Continua Briguglio: «I parlamentari, i dirigenti e i militanti avrebbero così la possibilità di «scegliere liberamente, senza traumi, nel rispetto del patto con gli elettori».
E ancora – «Ritengo una soluzione del genere un’opzione possibile e ispirata a grande maturità politica, fermo restando che per quanto riguarda me e tanti amici, seguiremo le indicazioni che il presidente Fini esporrà nell’incontro dei parlamentari che si terrà martedì»
Le parole di Briguglio, che ho riportato in virgolettato, apriranno senza dubbio un vespaio nelle prossime ore. E’ oramai chiaro che l’ipotesi di una rottura all’interno del PDL non sia peregrina.

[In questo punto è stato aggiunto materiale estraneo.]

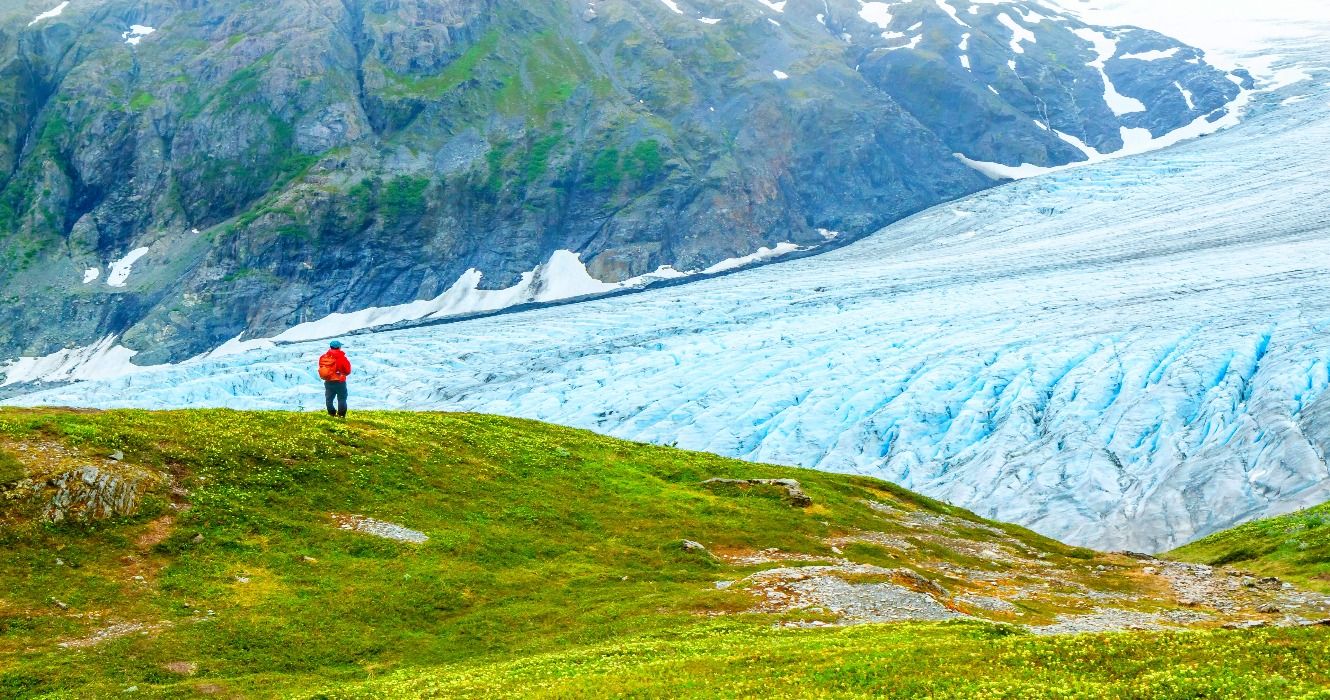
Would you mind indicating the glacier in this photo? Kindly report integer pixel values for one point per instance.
(1129, 354)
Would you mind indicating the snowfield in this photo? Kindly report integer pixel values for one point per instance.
(1125, 355)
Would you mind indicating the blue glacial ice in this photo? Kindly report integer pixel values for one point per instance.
(1125, 355)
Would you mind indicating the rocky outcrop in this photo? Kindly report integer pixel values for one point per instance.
(95, 494)
(790, 489)
(273, 163)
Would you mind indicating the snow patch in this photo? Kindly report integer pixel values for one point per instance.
(1018, 33)
(1151, 55)
(99, 361)
(119, 273)
(877, 13)
(49, 13)
(1187, 95)
(136, 33)
(1136, 141)
(951, 12)
(762, 254)
(1107, 47)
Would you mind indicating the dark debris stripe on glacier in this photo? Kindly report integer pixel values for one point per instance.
(1124, 355)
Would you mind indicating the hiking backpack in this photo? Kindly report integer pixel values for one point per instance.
(327, 369)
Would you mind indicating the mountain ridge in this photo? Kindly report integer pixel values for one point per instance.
(289, 164)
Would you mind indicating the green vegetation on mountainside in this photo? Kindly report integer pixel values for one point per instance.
(1294, 547)
(553, 566)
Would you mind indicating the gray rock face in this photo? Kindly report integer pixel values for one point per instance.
(93, 494)
(286, 160)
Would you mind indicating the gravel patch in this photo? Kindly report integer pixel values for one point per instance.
(379, 528)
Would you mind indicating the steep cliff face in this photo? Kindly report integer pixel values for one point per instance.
(180, 173)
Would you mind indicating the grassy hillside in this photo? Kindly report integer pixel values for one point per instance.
(1294, 547)
(214, 552)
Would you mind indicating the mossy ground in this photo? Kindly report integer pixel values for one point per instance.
(553, 567)
(1293, 547)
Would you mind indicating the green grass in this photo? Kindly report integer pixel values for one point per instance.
(553, 568)
(1293, 547)
(956, 660)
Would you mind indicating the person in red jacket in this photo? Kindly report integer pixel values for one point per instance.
(334, 369)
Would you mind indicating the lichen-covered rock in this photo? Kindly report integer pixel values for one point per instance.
(95, 494)
(793, 490)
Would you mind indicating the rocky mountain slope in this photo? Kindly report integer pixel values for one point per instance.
(174, 175)
(1125, 355)
(260, 555)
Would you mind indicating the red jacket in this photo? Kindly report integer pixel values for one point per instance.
(341, 365)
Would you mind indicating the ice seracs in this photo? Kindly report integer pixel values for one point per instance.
(1125, 357)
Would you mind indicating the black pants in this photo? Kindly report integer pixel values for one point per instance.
(335, 390)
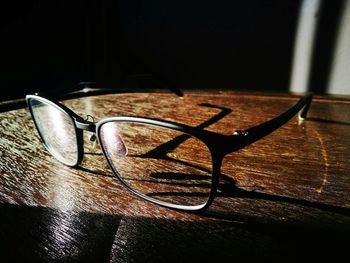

Il Presidente Fini ha rimesso in moto la macchina di Alleanza Nazionale, probabilmente infastidito dalle esitazioni di Berlusconi, che pare sottovalutare l’effettiva portata delle richieste avanzate dall’ex leader di AN.
Si va verso un’effettiva rottura? Nascerà il partito della Nazione? Lo potremo forse capire nelle prossime ore, quando il botta e risposta tra le parti avrà esaurito il suo corso.
Per me Fini può andare a quel paese. Io se fossi in Berlusconi farei una federazione con la Lega.
Sostanzialmente, caro Marino, l’ha già fatta.